Tri-Share Child Care Pilot Act of 2025
Tri-Share Child Care Pilot Act of 2025
Plain Language Summary
# Tri-Share Child Care Pilot Act of 2025 - Summary **What the Bill Would Do** The Tri-Share Child Care Pilot Act of 2025 would establish a pilot program to test a new model for paying for child care costs. Based on the bill's name, the "tri-share" approach would likely involve splitting child care expenses among three parties—typically parents, employers, and the government—rather than placing the full financial burden on families alone. This pilot would test whether shared cost responsibility makes quality child care more affordable and accessible for working families. **Who It Affects** This bill would primarily affect working parents and families struggling with child care costs, employers who might participate voluntarily in the program, and children in participating communities.

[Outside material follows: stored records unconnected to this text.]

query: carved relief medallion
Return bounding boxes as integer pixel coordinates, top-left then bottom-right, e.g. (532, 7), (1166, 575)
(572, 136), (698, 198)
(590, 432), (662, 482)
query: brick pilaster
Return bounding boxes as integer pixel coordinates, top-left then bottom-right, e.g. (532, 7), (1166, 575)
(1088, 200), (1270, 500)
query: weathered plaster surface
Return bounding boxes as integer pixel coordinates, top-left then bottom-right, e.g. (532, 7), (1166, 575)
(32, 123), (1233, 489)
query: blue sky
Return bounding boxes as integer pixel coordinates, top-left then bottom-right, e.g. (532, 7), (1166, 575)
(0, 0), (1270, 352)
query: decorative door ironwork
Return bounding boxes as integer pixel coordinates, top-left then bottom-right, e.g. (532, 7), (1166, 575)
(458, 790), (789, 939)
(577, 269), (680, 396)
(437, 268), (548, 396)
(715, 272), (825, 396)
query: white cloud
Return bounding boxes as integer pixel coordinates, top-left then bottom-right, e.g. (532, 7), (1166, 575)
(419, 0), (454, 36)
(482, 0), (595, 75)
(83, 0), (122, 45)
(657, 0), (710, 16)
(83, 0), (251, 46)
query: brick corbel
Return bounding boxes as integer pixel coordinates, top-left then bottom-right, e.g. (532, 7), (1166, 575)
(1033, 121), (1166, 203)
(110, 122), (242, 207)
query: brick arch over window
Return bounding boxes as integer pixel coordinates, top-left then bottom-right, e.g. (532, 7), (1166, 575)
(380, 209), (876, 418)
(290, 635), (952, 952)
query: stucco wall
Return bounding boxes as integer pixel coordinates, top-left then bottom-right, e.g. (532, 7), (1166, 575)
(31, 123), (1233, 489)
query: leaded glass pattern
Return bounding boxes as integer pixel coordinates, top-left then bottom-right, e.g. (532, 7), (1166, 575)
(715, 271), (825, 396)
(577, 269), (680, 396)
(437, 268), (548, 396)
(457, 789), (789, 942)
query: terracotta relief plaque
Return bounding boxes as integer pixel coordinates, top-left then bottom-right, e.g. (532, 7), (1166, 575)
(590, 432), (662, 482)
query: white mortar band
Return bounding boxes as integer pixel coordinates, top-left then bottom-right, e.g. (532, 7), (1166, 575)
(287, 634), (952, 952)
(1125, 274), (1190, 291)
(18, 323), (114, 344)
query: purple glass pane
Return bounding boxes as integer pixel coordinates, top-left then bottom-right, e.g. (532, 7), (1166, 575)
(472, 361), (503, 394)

Child care providers could also be impacted depending on how the program structures payments and reimbursement rates. **Current Status** As of now, HR 6312 is in committee, meaning it has been introduced but has not yet been debated or voted on by the full House of Representatives. The bill was sponsored by Representative Hillary Scholten, a Democrat from Michigan. Without additional information about specific provisions, the exact details of how the cost-sharing would work and which regions would participate remain unclear from publicly available sources.
Latest Action
Referred to the Committee on Ways and Means, and in addition to the Committee on Education and Workforce, for a period to be subsequently determined by the Speaker, in each case for consideration of such provisions as fall within the jurisdiction of the committee concerned.